The most obvious object lesson to me of letting a determined non-performer go unchecked is, of course, Trump. Never have we witnessed such an example of someone who is so patently unfit for the job he holds. It is extraordinarily painful to witness a boastful, painfully insecure, narcissistic bully occupy a job for which we—meaning, collectively, the country, the world—most need to see high performance. I mean, it is one thing if your waiter is having an off night; it is another thing altogether if the president can strip away people’s rights and torture human beings and incite his followers to violence and racism while looting the government’s resources for all he can get.

I do not mean to say that Trump sucks at all things. He is obviously very good at inspiring a cult-like devotion in his troubled, angry followers. While I find his cos-playing of a leader to be horrifically bad, beyond vaudevillian, he certainly knows how to play to his audience. He just sucks at all of the things that we desperately need him not to suck at with respect to his current job.

So this gets me back to the question of whether there existed a person, or many people, who could’ve said something to Trump at some point along the way that could have prevented this outcome (Howard Stern? Kristen Stewart?). I’m sure that before now, some people picked up on the fact that Trump is a swaggering, pathetic bully. I’m sure they also noticed that he is lacking in any sort of self-awareness whatsoever. And yet, he has been allowed to go on, unchecked, through draft-dodging and numerous failed business ventures and sexual assaults and feuds, and here we are.

What I’m trying to say is: there are a lot of people who probably didn’t think it was worth the time or the energy to tear down Trump at any point in his career. Sadly, the opposite seems to be true: that there are a lot of people who feel like it was worth their time and energy to build him up (as strange as it may seem, you have to admit that the guy has some serious mojo when it comes to collecting lowlifes).

I don’t blame all of the silent Trump observers who have come before this terrible period in our country, actually. I can’t possibly imagine how they could have foreseen an outcome like this. I DO blame the people who are actively enabling his ineptitude once he took office. I don’t care if stopping treason, corruption, and lawbreaking are not in your actual job descriptions; do you defecate in the street because it doesn’t say anywhere in your job description not to do that? I thought not.

[I’m going to pause here and make a distinction here between giving honest feedback on someone’s performance and reporting a crime or a violation, because the latter is a whole set of decisions and considerations unto itself and not to be jammed into a discussion like this.]

So to round off this discussion: what if you, employees of today and tomorrow, find yourself in a situation where you can give feedback on someone who has, uh, shall we say, problems? I guess here are the relevant questions I would ask you:

–Have you been invited to give feedback and would your feedback truly be heard and respected?

–If you do give the feedback, have you considered how you will present it, i.e., with concrete examples?

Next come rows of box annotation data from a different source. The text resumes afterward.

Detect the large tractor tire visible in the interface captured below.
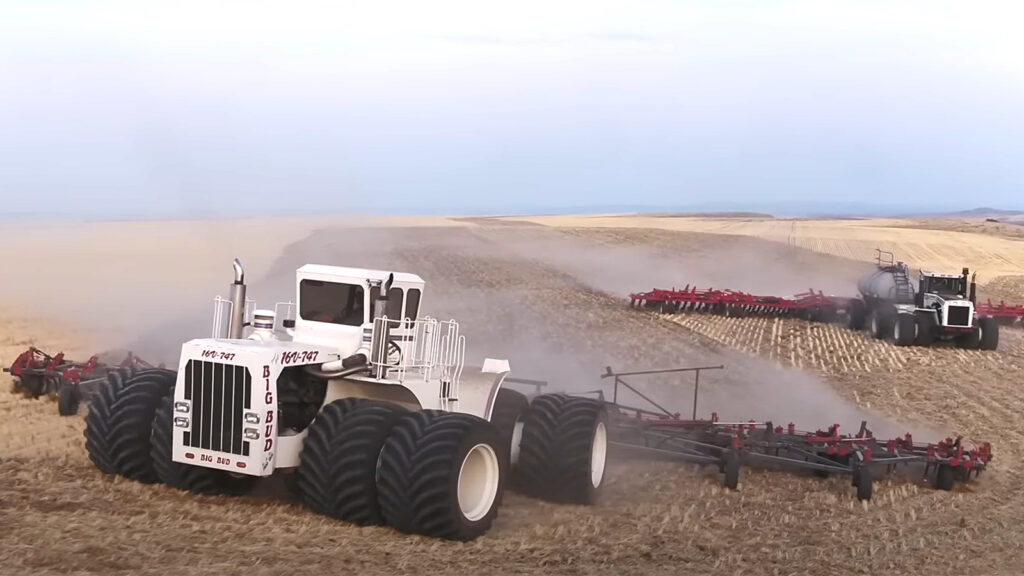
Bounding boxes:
[978,317,999,349]
[296,399,408,526]
[490,388,529,470]
[150,388,257,495]
[84,370,175,475]
[913,314,936,346]
[516,394,608,504]
[956,326,981,349]
[893,314,918,346]
[377,410,507,540]
[57,382,81,416]
[868,310,886,340]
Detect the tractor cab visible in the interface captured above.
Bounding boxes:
[292,264,425,356]
[919,273,967,299]
[918,268,977,305]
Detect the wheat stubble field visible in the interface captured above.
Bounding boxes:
[0,217,1024,575]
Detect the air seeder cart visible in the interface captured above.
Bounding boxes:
[3,346,163,416]
[557,366,992,500]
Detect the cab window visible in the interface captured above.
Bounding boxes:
[299,280,364,326]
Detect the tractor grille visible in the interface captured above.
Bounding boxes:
[946,306,971,326]
[184,360,252,456]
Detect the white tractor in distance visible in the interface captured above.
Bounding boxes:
[85,260,607,540]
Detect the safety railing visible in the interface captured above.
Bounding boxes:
[370,317,466,393]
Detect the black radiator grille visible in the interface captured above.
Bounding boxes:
[184,360,252,456]
[946,306,971,326]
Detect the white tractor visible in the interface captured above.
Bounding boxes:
[85,260,607,540]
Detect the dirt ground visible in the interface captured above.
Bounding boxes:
[0,216,1024,575]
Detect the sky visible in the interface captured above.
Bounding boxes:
[0,0,1024,218]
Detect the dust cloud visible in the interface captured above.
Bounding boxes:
[28,217,925,434]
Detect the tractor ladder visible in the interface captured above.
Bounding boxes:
[893,262,913,302]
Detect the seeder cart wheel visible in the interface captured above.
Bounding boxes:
[720,450,739,490]
[57,382,81,416]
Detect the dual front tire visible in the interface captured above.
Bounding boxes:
[295,390,607,540]
[295,399,507,540]
[84,369,255,494]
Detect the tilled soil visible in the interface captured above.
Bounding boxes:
[0,225,1024,575]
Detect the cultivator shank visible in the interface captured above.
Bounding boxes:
[569,366,992,500]
[978,300,1024,326]
[3,346,163,416]
[630,284,849,321]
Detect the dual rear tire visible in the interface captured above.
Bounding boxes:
[513,394,608,504]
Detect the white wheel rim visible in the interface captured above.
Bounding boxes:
[509,418,522,465]
[590,422,608,488]
[459,444,500,522]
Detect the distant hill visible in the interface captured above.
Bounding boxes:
[927,207,1024,218]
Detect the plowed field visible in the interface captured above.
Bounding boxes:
[0,219,1024,576]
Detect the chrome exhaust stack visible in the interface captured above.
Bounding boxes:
[227,258,246,339]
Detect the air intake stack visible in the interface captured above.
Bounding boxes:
[227,258,246,339]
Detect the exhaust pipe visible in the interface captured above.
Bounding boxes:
[370,274,400,378]
[227,258,246,340]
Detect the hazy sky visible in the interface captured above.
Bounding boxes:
[0,0,1024,216]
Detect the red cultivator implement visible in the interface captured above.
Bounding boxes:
[630,284,850,322]
[978,300,1024,326]
[506,366,992,500]
[3,346,163,416]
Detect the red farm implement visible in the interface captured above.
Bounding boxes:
[978,300,1024,326]
[630,285,849,322]
[506,366,992,500]
[3,346,163,416]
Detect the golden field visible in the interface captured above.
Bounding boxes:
[0,215,1024,575]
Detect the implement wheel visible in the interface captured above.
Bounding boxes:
[853,465,874,500]
[57,382,81,416]
[720,450,739,490]
[978,317,999,351]
[893,314,918,346]
[935,464,956,491]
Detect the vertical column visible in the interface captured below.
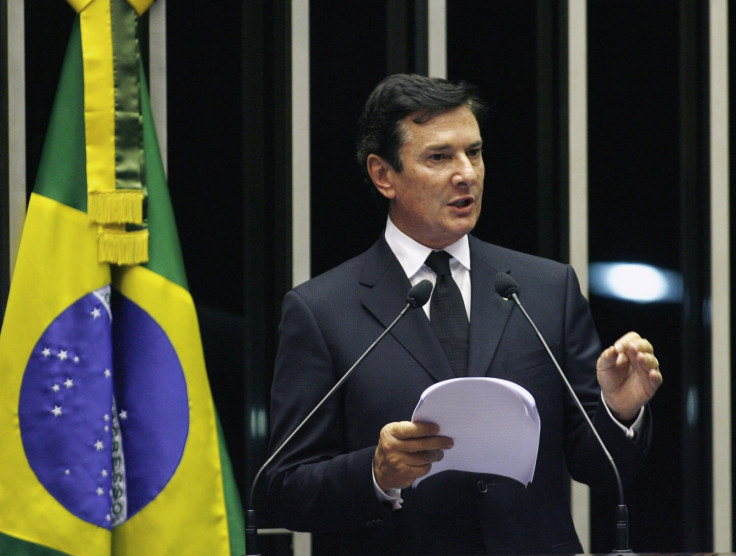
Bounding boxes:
[148,0,169,174]
[291,0,311,285]
[708,0,733,552]
[567,0,590,551]
[6,0,27,280]
[427,0,447,79]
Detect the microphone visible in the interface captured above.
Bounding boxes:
[245,280,432,556]
[493,272,632,553]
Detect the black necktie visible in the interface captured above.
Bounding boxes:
[425,251,468,376]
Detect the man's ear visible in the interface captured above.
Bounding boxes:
[366,154,396,199]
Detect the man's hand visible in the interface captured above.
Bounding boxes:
[596,332,662,421]
[373,421,453,491]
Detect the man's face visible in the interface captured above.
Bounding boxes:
[379,106,485,249]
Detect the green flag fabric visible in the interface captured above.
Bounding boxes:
[0,17,245,556]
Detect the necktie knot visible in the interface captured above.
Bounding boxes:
[425,251,468,376]
[425,251,450,276]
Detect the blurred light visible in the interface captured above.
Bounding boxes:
[589,263,682,303]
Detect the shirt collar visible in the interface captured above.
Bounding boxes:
[385,218,470,278]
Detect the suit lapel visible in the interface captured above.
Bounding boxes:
[360,236,454,381]
[468,236,514,376]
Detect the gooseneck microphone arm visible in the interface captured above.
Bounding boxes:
[245,280,432,556]
[494,272,631,553]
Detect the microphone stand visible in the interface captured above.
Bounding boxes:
[245,280,432,556]
[499,275,633,554]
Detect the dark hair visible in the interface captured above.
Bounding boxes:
[357,74,487,213]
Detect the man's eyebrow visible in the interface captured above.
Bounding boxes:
[424,139,483,151]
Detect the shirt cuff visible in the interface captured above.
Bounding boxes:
[604,392,646,438]
[371,467,404,510]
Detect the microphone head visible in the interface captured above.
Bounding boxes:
[493,272,519,299]
[406,280,432,309]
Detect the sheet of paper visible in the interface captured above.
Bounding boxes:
[412,377,540,486]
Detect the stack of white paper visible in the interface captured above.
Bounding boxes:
[412,377,540,486]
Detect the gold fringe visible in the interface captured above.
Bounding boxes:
[97,227,148,265]
[87,189,143,224]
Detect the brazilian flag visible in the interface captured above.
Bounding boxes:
[0,9,245,556]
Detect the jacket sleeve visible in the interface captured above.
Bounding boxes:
[267,291,391,532]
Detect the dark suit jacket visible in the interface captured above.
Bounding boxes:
[267,232,651,554]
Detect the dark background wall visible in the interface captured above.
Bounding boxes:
[24,0,247,512]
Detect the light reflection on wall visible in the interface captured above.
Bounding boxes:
[589,262,682,303]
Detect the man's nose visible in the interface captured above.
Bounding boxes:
[452,154,478,186]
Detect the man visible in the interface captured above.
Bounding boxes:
[268,75,662,554]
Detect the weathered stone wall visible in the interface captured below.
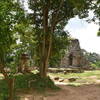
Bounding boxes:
[61,39,89,67]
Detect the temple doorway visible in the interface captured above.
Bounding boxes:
[69,54,73,66]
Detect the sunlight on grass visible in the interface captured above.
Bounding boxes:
[49,70,100,86]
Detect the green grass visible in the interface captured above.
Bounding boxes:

–Have you assessed whether the person receiving the feedback has the capacity to actually hear the feedback and respond to it constructively? (Some people don’t, you know, because of life circumstances or because they just…won’t.)

–Have you assessed the possible cost to yourself? (Many would find this to be a cowardly consideration; I don’t. I think it’s absolutely an important consideration, out of several others.)

–Have you assessed what harm this person could do if allowed to pursue his/her thirsty, ambitious goals? Like, could you imagine that this person could be a CEO? A member of Congress? Or even the President of the United States?

Would you ask yourself these questions? I would completely understand if you did, and also if you didn’t.